It should be noted that SARS is, subject to the normal three year prescription rules, obliged to make compensating adjustments to ensure consistent treatment of all parties to the impermissible avoidance arrangement. Therefore, if SARS re-characterises a dividend received as interest received, the dividend paid should be treated as interest paid.
An avoidance arrangement is presumed to have been entered into or carried out for the sole or main purpose of obtaining a tax benefit unless and until the party obtaining the tax benefit proves that, reasonably considered in light of relevant facts and circumstances, obtaining a tax benefit was not the sole or main purpose of the avoidance arrangement.
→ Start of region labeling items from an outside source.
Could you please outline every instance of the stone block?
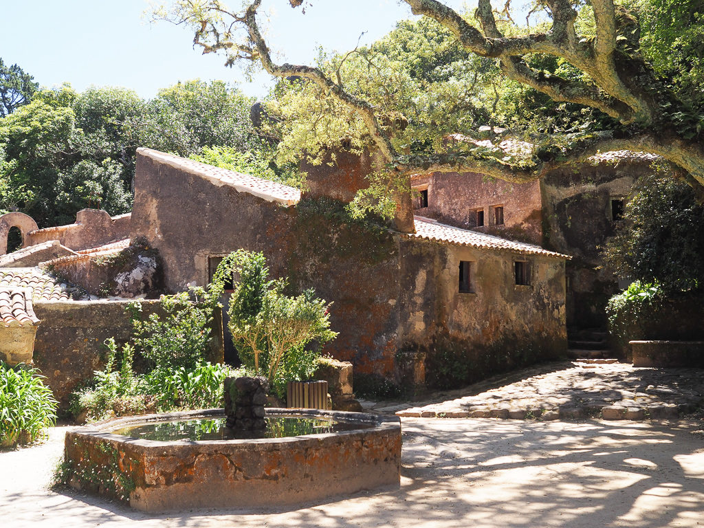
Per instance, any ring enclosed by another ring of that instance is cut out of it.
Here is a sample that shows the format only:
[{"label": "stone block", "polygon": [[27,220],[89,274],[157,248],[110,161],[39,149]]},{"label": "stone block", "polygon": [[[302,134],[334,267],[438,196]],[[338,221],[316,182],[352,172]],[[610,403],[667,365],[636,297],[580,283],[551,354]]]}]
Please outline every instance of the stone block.
[{"label": "stone block", "polygon": [[608,406],[601,408],[601,417],[604,420],[623,420],[626,408],[621,406]]}]

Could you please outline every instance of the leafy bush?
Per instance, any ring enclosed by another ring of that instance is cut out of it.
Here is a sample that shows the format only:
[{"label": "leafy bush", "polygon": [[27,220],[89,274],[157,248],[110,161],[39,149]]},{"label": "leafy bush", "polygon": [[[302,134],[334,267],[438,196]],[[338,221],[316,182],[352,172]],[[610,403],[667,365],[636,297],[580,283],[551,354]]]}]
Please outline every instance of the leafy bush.
[{"label": "leafy bush", "polygon": [[606,314],[609,327],[622,345],[632,337],[634,326],[652,320],[662,308],[665,296],[658,284],[635,281],[609,299]]},{"label": "leafy bush", "polygon": [[691,187],[659,170],[639,182],[604,260],[620,277],[657,282],[668,294],[696,289],[704,285],[703,231],[704,206]]},{"label": "leafy bush", "polygon": [[[189,293],[196,298],[191,301]],[[106,340],[108,360],[71,403],[75,416],[88,421],[111,416],[222,405],[222,382],[232,374],[227,365],[206,361],[210,351],[213,310],[219,293],[191,289],[162,296],[164,315],[142,318],[142,307],[132,303],[133,334],[118,350]],[[149,372],[134,372],[135,352],[146,358]],[[119,368],[117,368],[119,358]]]},{"label": "leafy bush", "polygon": [[31,442],[56,422],[57,402],[34,368],[0,362],[0,446]]},{"label": "leafy bush", "polygon": [[164,316],[152,313],[146,320],[139,317],[141,305],[131,303],[134,346],[156,367],[192,369],[209,351],[211,297],[202,289],[192,288],[190,292],[163,295],[161,301]]},{"label": "leafy bush", "polygon": [[322,345],[337,335],[329,329],[330,305],[313,289],[286,295],[286,281],[269,279],[260,253],[240,250],[223,259],[214,291],[233,273],[239,277],[228,311],[235,347],[245,367],[267,377],[282,396],[287,382],[310,379]]},{"label": "leafy bush", "polygon": [[225,379],[238,375],[227,365],[201,363],[192,369],[155,369],[144,377],[146,391],[159,410],[222,406]]}]

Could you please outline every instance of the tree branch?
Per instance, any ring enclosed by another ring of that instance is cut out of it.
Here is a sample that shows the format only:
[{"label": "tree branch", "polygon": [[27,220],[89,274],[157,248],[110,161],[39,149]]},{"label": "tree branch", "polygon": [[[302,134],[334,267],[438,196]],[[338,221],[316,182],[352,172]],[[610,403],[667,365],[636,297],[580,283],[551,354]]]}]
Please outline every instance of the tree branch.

The Commissioner’s decision to invoke the provisions pertaining to impermissible avoidance arrangements is subject to objection and appeal.
The Commissioner is obliged to give notice to the taxpayer (the notice) that the provisions of the GAAR may apply in respect of an arrangement and include in this notice the reasons therefore.
The taxpayer must, within 60 days (or such longer period as the Commissioner has allowed) after the date of the notice, submit reasons to the Commissioner why the provisions of the GAAR should not be applied
The Commissioner must, within 180 days of receipt of the reasons or the expiry of the 60 day period referred
• Request additional information;
• Inform the taxpayer that the notice has been withdrawn; or
• Determine the tax by invoking the GAAR.
If the GAAR is successfully invoked, interest on underpayment of provisional tax cannot be waived.